The night was too clean.
So clean that even the sound of my own breathing felt excessive.

I thought I was just tired.
But that night, when I closed my eyes, the world shifted.

The scent returned. Jasmine. Sandalwood. Sweet with a bitter edge.
As if someone had uncorked a bottle of perfume beside my pillow.

I knew that smell.
And I knew what it meant.

Someone was trying to enter my dreams.

I saw myself walking down a street I didn’t recognize.
The skyscrapers were familiar, yet the city was silent.
Neon lights flickered pink. Rainwater pooled on the pavement, reflecting my own shadow.

In the distance, a man stood beneath a streetlamp.
Black coat. His face blurred into light.

I stopped.

He lifted his head.
His lips moved.

“Lok Tin Kei… you should sleep.”

I tried to draw my gun. My hand was empty.

The light grew closer—brighter—almost blinding.

I blinked hard.

The world shattered like glass—

The next second, I jolted upright, gasping.

3:00 a.m.

The room was cold and dark.
Sweat drenched my forehead.

I looked down.

Beside my pillow lay a small scatter of pink powder.

I stayed silent for a full minute.

Then I picked up my phone.

“Man Ching. Come to the station. Now.”

 

Half an hour later.
MCS conference room.

Man Ching arrived in a coat, hair slightly disheveled, eyes unnervingly clear.

“You smelled it again?”

I nodded.

She sampled the powder with a portable analyzer.

“Same compound,” she murmured. “But more concentrated.”

I gave a cold smile.
“So he didn’t just kill her. He’s challenging us.”

Wai Hing arrived next, rubbing his temples.
“You sure it’s not a hallucination?”

“Hallucinations don’t leave residue,” I said, pointing at the powder.

Chi Yan’s fingers flew over the keyboard. A tracking map glowed on the screen.

“Sir, I re-crossed Solus’s residual IP traces. The VPN exit node is local.”

“How local?”

He hesitated.

“Inside the station’s internal network.”

Silence swallowed the room.

“You’re saying…” Wai Hing began.

Chi Yan nodded. “Solus might be inside our system.”

 

I leaned back slowly, a chill spreading through my chest.

“So someone inside the police network logged into that chatroom?”

“Yes. Right after you received that anonymous call.”

Man Ching frowned. “He may have known every move we made.”

“Then we change the battlefield,” I said.

 

10:00 a.m. We split up.

Chi Yan traced server routes.
Wai Hing contacted Intelligence.
Man Ching and I returned to New City University.

Dr. Lau Zi Him looked visibly tense when he saw us.

“I’ve already told you everything.”

“No,” I said calmly. “You didn’t tell us why you didn’t report the stolen sample.”

He hesitated.

“Because… I was ordered not to.”

“Ordered?”

“By higher authority. The research was funded by a Special Police Allocation. Project code M-9.”

My stomach tightened.

M-9 was an internal classified program—restricted to only a few senior officials.

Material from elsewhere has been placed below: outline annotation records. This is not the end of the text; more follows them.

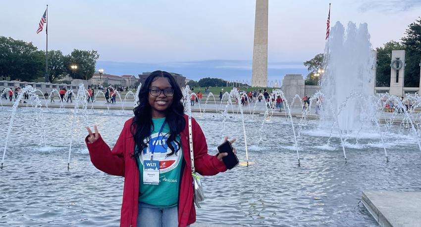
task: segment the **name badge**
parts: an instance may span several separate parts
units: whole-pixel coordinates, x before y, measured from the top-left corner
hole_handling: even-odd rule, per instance
[[[159,161],[143,161],[143,184],[159,184]]]

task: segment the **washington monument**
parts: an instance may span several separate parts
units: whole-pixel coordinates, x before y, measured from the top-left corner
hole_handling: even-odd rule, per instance
[[[256,0],[252,86],[267,85],[267,14],[269,0]]]

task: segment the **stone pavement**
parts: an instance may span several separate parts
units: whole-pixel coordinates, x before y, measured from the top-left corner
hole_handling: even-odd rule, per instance
[[[421,226],[421,191],[364,191],[362,201],[380,226]]]
[[[46,100],[46,101],[43,98],[41,100],[41,102],[43,108],[46,108],[45,107],[46,106],[48,106],[49,108],[61,108],[61,103],[59,101],[58,97],[56,97],[54,100],[55,102],[50,103],[49,100]],[[1,101],[1,102],[0,102],[0,104],[1,104],[1,105],[0,105],[0,108],[1,108],[1,106],[11,107],[13,106],[13,103],[9,102],[8,100],[6,100],[3,99]],[[28,103],[23,103],[24,101],[26,101]],[[233,104],[233,105],[232,107],[231,107],[230,105],[230,106],[228,107],[227,111],[229,114],[232,113],[232,112],[233,111],[234,113],[236,114],[237,113],[238,107],[235,106],[235,103],[234,103]],[[62,103],[63,107],[65,109],[73,109],[74,108],[74,99],[73,99],[73,102],[72,103],[70,102],[66,103],[65,102],[63,102]],[[209,113],[217,113],[218,112],[223,112],[225,108],[226,105],[226,102],[225,102],[225,103],[223,102],[222,104],[221,105],[220,103],[219,102],[216,101],[216,102],[215,103],[213,101],[212,101],[209,102],[207,104],[202,103],[200,105],[196,103],[194,106],[192,106],[191,107],[192,107],[192,111],[194,112]],[[31,105],[30,104],[30,101],[28,100],[22,100],[22,103],[20,103],[19,105],[19,107],[31,106]],[[122,109],[124,109],[125,111],[131,110],[133,109],[134,106],[134,101],[133,101],[133,100],[128,100],[124,102],[120,101],[118,99],[116,101],[116,103],[110,103],[108,105],[108,108],[109,108],[110,110],[121,110]],[[318,119],[319,116],[316,114],[315,107],[315,106],[312,106],[311,110],[309,113],[307,113],[307,115],[306,116],[306,118],[307,119]],[[89,103],[88,104],[88,109],[91,109],[92,108],[95,109],[107,110],[107,105],[104,99],[99,98],[96,100],[94,103]],[[287,114],[285,114],[285,113],[284,111],[284,109],[282,109],[282,112],[280,112],[279,109],[273,109],[272,110],[270,108],[266,109],[264,103],[263,102],[251,103],[250,105],[244,106],[243,106],[242,108],[243,112],[245,115],[254,114],[254,115],[259,115],[263,116],[264,115],[266,111],[268,111],[269,115],[270,116],[278,116],[281,117],[289,117],[289,115]],[[293,107],[291,109],[291,115],[293,117],[299,118],[301,118],[302,117],[303,111],[301,108]],[[238,111],[238,113],[239,113],[239,111]],[[390,117],[391,117],[392,114],[392,113],[383,112],[383,113],[382,113],[381,117],[380,117],[380,122],[384,122],[385,118],[387,119],[389,119]],[[414,114],[413,115],[415,116],[415,114]],[[395,116],[395,121],[394,122],[394,123],[396,124],[401,123],[402,121],[400,120],[403,119],[403,114],[396,115]]]

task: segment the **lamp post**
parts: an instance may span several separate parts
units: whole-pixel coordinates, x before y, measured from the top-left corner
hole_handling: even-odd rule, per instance
[[[100,69],[98,70],[98,72],[100,73],[100,81],[101,81],[103,76],[103,73],[104,72],[104,70],[103,69]]]
[[[314,74],[315,77],[316,78],[316,84],[318,84],[319,78],[321,75],[324,73],[324,70],[323,69],[319,69],[317,71],[317,73]]]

“So the drug research was tied to the police?”

He nodded. “Originally for tactical interrogation. Short-term induced hypnosis. Intelligence extraction. But the side effects were severe. It was shelved.”

“Shelved,” I repeated.

“Some people didn’t want it to stop.”

“Who?”

“I don’t know,” he said weakly. “I’m just a scientist.”

 

I turned to leave.

He spoke again.

“You dreamed last night, didn’t you?”

I froze.

“E-IX residue lingers in the air up to twenty-four hours. Even micro-exposure can trigger dream induction.”

I said quietly, “So I’m a target now?”

He didn’t answer. He handed me a small data chip instead.

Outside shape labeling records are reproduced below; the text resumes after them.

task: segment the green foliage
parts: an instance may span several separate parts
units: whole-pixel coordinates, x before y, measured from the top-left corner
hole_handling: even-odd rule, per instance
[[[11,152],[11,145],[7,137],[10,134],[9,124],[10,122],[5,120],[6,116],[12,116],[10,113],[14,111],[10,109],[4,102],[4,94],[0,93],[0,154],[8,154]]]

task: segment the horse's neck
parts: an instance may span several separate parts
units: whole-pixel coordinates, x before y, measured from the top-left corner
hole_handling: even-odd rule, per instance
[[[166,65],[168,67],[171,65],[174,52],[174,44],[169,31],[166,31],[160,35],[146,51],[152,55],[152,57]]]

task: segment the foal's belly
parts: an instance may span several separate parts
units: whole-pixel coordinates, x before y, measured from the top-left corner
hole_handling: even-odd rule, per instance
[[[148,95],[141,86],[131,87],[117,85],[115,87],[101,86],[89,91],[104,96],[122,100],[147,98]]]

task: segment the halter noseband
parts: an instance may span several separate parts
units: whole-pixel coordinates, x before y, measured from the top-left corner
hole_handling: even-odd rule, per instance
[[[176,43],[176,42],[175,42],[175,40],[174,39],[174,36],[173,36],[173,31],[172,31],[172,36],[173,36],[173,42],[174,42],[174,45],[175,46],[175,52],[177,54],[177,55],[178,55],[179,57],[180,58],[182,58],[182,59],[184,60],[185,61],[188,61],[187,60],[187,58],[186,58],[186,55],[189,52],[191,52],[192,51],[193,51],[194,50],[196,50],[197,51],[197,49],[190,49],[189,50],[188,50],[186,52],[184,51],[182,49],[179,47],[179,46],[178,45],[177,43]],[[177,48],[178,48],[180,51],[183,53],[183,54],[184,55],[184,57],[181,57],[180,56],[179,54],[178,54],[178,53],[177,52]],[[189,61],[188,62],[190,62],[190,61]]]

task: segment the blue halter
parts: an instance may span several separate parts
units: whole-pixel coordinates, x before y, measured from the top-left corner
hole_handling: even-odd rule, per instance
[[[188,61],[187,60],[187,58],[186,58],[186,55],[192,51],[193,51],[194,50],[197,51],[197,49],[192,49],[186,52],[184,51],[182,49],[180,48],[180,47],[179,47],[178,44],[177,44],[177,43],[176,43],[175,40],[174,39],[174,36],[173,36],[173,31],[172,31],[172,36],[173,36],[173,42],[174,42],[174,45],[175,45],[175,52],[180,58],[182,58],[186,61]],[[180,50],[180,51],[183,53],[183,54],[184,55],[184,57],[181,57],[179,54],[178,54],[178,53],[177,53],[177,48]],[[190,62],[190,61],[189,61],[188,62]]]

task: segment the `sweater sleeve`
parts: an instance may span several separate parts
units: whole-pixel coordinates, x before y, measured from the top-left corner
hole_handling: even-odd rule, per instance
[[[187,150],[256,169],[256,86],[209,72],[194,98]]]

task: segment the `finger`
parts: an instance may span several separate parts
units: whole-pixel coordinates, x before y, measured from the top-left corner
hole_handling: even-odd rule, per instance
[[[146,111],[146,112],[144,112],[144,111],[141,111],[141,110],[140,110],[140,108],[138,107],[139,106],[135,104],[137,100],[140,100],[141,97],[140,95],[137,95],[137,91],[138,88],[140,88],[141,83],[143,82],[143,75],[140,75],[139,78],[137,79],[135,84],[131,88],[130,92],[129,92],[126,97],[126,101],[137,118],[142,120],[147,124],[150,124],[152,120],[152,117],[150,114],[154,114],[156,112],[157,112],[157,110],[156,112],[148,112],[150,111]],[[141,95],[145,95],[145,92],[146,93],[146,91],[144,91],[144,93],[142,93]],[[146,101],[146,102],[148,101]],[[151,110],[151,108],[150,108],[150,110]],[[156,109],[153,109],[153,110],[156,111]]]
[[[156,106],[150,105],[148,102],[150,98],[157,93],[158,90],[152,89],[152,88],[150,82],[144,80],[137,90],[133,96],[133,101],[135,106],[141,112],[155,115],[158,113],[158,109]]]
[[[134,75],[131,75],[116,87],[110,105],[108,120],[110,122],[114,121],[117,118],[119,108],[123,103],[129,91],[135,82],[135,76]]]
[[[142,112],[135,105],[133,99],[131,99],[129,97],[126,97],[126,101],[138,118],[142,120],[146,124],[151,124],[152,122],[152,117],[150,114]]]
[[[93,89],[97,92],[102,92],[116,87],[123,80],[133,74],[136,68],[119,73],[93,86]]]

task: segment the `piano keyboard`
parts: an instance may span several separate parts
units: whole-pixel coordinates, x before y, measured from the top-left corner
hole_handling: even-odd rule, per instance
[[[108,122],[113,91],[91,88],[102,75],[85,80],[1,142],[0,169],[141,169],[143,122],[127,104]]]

“Experimental surveillance backup. It may have what you’re looking for.”

3:00 p.m. MCS briefing.

Chi Yan projected the chip’s footage.

Three months earlier. Inside the lab.

Chan Yau Ting operated the equipment.
Beside him stood a man in a suit.

The image was blurred.

But the posture—

I knew it.

Commissioner Lau Kwok Fan.

 

My body went cold.

Wai Hing muttered, “So it’s him.”

Chi Yan swallowed. “That explains everything. The ‘leak’ wasn’t an accident. It was an assignment.”

Man Ching whispered, “The voice of command… was the Commissioner.”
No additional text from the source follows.